Osteoporosis is a disease that weakens bones making you susceptible to fractures. Osteoporosis, meaning “porous bone”, is characterized by low bone mass and the loss of bone tissue. Over 40 million Americans have Osteoporosis or are at risk for the disease.

Bone is living, growing tissue that is mostly made up of collagen (a protein providing the soft framework), and calcium phosphate (a mineral that adds strength and hardens the framework). Throughout your life, old bone is removed (called resorption) and new bone is added (called formation). Bone formation occurs faster than bone resorption until you reach peak bone mass (maximum bone density and strength reached), which usually occurs in your 20’s. After that time, bone resorption catches up and slowly begins to exceed bone formation.

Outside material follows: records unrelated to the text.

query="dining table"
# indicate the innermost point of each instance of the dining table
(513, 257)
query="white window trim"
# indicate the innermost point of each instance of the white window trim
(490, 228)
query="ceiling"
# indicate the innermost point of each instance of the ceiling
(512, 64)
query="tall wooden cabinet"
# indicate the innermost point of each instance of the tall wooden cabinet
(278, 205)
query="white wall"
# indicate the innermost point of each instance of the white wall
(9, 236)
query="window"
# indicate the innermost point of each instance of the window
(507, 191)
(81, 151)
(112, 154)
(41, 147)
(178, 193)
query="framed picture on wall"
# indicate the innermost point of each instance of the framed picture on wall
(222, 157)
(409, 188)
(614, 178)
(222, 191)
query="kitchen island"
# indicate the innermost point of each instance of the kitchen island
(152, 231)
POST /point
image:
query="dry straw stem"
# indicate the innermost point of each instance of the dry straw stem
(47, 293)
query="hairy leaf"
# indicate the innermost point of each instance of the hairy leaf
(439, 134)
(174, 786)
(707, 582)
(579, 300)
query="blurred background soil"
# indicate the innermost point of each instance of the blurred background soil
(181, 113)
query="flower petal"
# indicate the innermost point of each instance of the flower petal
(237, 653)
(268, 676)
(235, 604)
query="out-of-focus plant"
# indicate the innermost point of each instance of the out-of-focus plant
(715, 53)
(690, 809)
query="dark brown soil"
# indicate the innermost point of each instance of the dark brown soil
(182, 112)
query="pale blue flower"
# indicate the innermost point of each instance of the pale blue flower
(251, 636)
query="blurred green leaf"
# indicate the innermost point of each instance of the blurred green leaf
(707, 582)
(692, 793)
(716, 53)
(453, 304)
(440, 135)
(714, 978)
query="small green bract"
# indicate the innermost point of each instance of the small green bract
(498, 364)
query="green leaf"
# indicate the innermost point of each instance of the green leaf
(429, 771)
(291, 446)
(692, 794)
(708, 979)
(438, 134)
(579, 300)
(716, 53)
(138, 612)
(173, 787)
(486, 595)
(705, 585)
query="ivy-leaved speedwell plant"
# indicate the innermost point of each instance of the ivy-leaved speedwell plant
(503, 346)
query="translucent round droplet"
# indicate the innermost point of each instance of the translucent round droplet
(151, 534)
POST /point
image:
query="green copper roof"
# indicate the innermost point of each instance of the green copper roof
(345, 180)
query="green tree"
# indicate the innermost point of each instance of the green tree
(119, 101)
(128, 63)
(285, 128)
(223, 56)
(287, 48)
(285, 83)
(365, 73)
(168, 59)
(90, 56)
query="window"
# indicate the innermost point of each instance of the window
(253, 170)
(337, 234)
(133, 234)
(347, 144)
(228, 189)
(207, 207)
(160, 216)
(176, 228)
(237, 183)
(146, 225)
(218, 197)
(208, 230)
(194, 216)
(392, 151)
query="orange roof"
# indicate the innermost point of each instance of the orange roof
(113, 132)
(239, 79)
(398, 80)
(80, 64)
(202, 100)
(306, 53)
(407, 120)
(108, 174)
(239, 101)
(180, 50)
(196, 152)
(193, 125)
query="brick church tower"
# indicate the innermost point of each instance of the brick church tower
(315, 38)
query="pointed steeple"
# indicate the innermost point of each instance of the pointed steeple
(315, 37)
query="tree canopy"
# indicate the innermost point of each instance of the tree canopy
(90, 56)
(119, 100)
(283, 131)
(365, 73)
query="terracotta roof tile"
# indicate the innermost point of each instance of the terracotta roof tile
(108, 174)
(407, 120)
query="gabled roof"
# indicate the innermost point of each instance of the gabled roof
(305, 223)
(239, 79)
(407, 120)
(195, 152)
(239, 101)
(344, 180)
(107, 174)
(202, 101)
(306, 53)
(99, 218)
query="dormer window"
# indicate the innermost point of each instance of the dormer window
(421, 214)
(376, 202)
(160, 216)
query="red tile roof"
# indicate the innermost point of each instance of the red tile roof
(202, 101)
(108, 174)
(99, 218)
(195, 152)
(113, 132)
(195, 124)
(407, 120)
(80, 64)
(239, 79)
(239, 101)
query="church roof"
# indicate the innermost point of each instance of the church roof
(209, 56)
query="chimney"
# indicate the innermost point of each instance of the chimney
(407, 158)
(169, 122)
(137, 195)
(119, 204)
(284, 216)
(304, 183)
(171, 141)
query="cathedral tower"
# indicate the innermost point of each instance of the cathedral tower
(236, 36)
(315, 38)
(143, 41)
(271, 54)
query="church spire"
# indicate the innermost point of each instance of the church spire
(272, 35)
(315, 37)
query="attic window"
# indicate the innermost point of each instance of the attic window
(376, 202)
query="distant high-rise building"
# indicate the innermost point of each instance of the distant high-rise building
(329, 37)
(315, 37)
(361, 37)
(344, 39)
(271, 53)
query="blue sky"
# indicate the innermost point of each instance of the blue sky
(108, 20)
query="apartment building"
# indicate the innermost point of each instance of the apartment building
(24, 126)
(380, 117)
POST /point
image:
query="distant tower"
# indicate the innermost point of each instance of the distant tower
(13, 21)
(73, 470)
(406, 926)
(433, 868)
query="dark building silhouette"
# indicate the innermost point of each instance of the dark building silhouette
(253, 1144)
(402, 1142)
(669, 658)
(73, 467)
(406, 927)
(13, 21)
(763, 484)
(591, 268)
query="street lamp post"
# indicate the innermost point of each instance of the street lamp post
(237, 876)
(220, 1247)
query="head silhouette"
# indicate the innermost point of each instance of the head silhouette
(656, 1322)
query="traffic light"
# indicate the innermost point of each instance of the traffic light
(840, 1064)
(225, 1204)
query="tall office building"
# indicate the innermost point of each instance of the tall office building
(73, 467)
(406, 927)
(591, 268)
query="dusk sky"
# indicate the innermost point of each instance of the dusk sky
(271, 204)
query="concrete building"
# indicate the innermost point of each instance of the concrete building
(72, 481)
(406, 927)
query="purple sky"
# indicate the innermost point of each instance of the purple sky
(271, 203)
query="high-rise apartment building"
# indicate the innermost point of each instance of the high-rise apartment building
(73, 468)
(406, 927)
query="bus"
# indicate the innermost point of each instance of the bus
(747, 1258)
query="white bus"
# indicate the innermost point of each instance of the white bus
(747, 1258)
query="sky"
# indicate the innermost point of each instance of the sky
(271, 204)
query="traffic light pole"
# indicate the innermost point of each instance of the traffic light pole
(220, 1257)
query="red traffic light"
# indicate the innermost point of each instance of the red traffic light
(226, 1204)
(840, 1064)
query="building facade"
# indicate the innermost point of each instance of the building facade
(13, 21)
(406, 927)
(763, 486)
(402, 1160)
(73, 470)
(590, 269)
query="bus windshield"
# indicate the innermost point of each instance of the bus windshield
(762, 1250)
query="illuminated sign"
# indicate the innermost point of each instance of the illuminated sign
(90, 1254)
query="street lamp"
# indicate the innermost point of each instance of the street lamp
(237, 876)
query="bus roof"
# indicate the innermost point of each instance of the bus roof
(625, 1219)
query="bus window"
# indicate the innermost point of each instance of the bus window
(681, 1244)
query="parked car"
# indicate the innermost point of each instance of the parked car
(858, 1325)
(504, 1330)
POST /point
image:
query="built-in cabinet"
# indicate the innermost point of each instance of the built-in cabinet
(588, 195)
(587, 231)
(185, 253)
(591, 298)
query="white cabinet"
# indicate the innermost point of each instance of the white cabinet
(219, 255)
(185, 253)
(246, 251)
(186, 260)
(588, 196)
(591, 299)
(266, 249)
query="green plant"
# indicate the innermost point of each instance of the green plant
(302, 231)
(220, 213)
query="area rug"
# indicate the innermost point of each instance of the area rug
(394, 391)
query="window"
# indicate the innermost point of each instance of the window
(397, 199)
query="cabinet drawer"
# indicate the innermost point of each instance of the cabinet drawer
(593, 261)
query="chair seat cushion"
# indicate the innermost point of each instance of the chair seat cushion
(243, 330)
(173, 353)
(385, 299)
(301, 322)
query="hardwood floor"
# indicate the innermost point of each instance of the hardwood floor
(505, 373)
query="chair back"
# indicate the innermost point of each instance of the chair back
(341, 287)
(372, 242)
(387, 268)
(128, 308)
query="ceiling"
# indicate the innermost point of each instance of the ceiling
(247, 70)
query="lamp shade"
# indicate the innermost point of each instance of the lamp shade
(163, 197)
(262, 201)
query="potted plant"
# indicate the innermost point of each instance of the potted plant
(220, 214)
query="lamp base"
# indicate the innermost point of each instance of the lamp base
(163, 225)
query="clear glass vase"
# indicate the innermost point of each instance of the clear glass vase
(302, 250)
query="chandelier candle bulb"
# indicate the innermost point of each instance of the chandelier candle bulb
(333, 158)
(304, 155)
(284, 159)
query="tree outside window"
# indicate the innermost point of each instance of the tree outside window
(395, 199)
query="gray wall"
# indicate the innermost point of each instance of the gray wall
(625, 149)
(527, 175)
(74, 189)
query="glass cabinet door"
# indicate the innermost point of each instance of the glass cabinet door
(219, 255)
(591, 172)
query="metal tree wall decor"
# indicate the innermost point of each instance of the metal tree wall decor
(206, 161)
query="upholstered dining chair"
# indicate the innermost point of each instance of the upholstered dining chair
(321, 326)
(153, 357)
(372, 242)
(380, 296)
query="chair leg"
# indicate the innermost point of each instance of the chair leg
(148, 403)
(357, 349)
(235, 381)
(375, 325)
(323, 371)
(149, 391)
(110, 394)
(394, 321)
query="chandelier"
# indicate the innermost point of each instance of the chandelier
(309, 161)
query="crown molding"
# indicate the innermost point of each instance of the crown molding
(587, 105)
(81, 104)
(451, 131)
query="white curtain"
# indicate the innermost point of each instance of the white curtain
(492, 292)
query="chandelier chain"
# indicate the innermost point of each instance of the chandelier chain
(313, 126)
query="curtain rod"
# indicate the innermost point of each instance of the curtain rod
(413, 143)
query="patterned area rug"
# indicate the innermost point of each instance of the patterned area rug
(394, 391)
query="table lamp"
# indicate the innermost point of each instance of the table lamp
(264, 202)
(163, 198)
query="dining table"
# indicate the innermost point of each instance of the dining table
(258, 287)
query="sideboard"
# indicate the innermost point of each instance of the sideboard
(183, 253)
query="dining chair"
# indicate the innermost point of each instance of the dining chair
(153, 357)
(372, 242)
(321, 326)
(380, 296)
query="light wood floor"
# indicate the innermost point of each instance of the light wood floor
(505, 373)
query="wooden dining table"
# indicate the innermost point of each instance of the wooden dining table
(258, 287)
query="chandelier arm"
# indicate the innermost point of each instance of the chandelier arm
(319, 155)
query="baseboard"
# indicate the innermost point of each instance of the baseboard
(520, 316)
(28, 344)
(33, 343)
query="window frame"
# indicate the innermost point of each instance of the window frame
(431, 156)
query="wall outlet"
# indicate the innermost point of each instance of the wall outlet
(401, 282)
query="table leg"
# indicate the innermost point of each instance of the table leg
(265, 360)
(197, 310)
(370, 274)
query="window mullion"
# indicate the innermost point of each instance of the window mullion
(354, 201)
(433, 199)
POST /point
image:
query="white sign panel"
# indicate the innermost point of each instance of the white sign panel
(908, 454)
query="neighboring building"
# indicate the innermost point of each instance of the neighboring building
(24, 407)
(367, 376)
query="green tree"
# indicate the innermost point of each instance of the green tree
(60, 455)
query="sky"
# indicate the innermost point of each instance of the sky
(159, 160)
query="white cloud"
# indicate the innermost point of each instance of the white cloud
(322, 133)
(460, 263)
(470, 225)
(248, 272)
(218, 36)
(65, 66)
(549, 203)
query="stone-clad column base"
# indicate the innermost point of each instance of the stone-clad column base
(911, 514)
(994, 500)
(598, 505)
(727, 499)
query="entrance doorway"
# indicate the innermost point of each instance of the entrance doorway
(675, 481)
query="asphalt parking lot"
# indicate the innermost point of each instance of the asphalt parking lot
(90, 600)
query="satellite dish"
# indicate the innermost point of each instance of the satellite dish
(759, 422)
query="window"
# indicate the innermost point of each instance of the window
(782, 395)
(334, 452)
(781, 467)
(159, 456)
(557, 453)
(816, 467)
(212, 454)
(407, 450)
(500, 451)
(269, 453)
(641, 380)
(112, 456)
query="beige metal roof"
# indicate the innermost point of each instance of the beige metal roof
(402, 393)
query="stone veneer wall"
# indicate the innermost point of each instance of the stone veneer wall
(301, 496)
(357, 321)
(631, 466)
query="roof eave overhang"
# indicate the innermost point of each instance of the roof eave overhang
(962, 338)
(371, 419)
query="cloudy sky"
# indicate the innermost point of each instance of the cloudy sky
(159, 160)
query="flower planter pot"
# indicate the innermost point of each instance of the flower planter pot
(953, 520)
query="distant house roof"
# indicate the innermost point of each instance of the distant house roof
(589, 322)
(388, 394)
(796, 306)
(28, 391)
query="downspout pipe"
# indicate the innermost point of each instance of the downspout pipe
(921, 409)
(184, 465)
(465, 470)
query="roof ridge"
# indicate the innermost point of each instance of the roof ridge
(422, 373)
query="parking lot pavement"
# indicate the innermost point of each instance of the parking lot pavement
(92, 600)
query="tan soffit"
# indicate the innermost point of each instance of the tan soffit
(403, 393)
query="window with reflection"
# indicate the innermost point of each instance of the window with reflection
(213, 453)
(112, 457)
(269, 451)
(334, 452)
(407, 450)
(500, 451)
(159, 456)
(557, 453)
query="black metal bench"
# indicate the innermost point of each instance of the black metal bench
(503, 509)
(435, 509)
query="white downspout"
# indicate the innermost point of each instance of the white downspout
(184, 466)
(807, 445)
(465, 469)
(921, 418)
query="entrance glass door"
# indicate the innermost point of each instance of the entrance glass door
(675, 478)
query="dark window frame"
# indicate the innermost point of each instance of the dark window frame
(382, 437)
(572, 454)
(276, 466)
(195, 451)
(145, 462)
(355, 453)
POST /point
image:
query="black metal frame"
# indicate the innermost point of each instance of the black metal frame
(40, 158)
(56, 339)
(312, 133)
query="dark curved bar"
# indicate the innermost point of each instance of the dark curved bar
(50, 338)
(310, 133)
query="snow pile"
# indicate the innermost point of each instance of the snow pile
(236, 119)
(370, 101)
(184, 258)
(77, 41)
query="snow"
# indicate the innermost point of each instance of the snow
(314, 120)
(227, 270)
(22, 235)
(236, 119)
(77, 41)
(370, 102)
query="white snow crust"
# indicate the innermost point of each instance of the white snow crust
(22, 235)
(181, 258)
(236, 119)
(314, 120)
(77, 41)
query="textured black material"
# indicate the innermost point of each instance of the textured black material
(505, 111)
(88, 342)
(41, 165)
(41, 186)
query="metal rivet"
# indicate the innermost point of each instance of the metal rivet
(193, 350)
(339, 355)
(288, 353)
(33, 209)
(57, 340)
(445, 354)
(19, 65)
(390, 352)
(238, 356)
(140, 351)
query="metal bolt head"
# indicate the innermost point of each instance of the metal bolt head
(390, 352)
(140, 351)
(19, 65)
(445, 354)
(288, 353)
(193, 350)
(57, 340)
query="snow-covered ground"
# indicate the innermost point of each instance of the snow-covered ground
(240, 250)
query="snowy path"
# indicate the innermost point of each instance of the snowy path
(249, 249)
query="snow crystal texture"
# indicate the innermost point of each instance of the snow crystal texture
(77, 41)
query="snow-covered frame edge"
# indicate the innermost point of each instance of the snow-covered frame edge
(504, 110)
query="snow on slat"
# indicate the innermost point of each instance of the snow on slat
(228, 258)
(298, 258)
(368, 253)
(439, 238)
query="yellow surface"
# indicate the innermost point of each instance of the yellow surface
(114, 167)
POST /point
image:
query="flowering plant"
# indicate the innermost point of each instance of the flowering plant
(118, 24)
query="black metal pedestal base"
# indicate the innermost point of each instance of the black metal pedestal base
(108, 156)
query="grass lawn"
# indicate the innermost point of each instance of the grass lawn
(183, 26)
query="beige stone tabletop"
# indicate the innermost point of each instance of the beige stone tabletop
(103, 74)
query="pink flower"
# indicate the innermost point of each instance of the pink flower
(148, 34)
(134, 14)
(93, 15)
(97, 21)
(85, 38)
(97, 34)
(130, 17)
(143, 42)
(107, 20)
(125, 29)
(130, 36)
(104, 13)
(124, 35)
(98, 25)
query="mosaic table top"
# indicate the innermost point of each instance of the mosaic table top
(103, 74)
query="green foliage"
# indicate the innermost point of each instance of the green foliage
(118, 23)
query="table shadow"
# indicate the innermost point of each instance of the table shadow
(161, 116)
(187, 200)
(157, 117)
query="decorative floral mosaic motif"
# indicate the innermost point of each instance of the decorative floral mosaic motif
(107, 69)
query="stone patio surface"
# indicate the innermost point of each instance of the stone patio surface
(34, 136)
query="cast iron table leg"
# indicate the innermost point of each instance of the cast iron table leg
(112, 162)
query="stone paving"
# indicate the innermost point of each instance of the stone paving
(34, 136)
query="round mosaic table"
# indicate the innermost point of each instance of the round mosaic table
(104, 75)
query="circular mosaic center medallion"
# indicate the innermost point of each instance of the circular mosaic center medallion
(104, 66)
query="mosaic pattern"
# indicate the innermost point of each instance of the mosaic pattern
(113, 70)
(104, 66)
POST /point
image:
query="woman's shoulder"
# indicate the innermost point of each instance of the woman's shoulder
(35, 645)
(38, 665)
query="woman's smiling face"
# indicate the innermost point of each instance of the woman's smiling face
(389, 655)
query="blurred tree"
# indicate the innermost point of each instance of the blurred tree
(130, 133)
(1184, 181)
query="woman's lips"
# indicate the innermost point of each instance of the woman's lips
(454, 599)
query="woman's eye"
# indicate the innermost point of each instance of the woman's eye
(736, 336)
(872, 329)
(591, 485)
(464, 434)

Osteoporosis – which mainly affects women, but also affects men – develops when bone resorption occurs too quickly and bone formation occurs to slowly creating an unbalanced process.

Causes

The likely of you developing osteoporosis depends on how much bone mass you attained during your youth. The higher your peak bone mass, the more bone you have and the less likely you are to develop osteoporosis as you age.

Symptoms

Osteoporosis is often referred to as the “silent disease” because you can have the disease without even realizing it. People don’t feel their bones getting weaker, but there are a few signs that may indicate that you have the disease. Breaking a bone more easily than expected, noticing that you are getting shorter or your upper back is curving forward are all signs that you may have the disease.

Treatment

The most common treatment for people who have osteoporosis is Bisphosphonates. Bisphosphonates is a long-term treatment therapy that works by slowing the bone destroying cells (osteoclasts), allowing the bone building cells (osteoblasts) to form new bone without getting broken down. Another treatment plan includes hormone-related therapies.